That is...
That is, he showed that it is impossible, in any system strong enough to capture the axioms and results of arithmetic, to define within it a formula which holds of all and only the sentences within it that are true (on its standard interpretation).
The result, like Gödel’s, again turned upon the possibility of constructing a “self-referential” sentence, in this case one saying of itself (given any putative truth predicate) that it is not true; to demonstrate this possibility of construction, Tarski depended, as Gödel had, of arithmetization to represent the formal syntax of a language within the language itself.[^144] Both results undermined intuitively plausible assumptions about the ability of formal systems to capture the basis of ordinary judgments about the truth of mathematical propositions.
The results of Gödel and Tarski were to have a deep and determinative influence on the methodological assumptions of philosophers within the analytic tradition. Most decisive were their effects on the program, of which Frege, Russell, Carnap, Schlick, Wittgenstein and Hilbert had all been partisans, of seeking to clarify the logical structure of a language or a specialized portion thereof (for instance the language of arithmetic) purely through a syntactic description of its structure.

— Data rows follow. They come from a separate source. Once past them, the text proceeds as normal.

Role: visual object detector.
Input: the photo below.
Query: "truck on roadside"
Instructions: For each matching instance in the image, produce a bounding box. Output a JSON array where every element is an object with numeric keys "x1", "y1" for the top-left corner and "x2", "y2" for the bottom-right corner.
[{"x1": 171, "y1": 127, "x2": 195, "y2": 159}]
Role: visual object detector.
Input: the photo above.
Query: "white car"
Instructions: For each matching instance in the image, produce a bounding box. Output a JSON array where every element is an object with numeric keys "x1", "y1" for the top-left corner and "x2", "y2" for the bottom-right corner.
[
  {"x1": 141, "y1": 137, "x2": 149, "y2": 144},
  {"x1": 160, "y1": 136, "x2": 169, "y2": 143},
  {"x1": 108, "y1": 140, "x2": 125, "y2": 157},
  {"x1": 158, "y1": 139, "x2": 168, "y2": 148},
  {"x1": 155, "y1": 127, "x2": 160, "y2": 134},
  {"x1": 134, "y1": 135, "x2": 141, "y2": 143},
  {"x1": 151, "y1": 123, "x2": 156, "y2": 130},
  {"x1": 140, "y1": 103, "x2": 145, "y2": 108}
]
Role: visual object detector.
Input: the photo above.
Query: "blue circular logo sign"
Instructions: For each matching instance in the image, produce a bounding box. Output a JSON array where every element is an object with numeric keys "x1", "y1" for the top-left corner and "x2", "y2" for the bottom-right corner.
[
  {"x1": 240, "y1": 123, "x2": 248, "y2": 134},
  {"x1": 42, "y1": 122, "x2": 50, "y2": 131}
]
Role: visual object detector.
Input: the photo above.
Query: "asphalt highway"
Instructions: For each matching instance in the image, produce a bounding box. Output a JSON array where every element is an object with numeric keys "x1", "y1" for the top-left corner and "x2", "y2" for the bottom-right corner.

In a later paper, published in 1944, Tarski presented his own earlier result as demanding that the purely syntactic description of language structures be supplemented with what he called “semantic” concepts of truth and designation.
Semantics, he said, is a discipline which, speaking loosely, deals with certain relations between expressions of a language and the objects (or ‘states of affairs’) ‘referred to’ by those expressions As typical examples of semantic concepts we may mention the concepts of designation, satisfaction, and definition as these occur in the following examples: the expression ‘the father of his country’ designates (denotes) George Washington ; snow satisfies the sentential function (the condition) ‘x is white’ ; the equation ‘2 x = 1’ defines (uniquely determines) the number ½ .[^145] Because it is impossible, as was shown by Tarski’s own earlier result, to give a consistent purely syntactical definition of truth for a language within that language itself, the theorist who wishes to give an account of truth must avail himself also of the semantic or “referential” relationships between the language’s terms and the objects they stand for.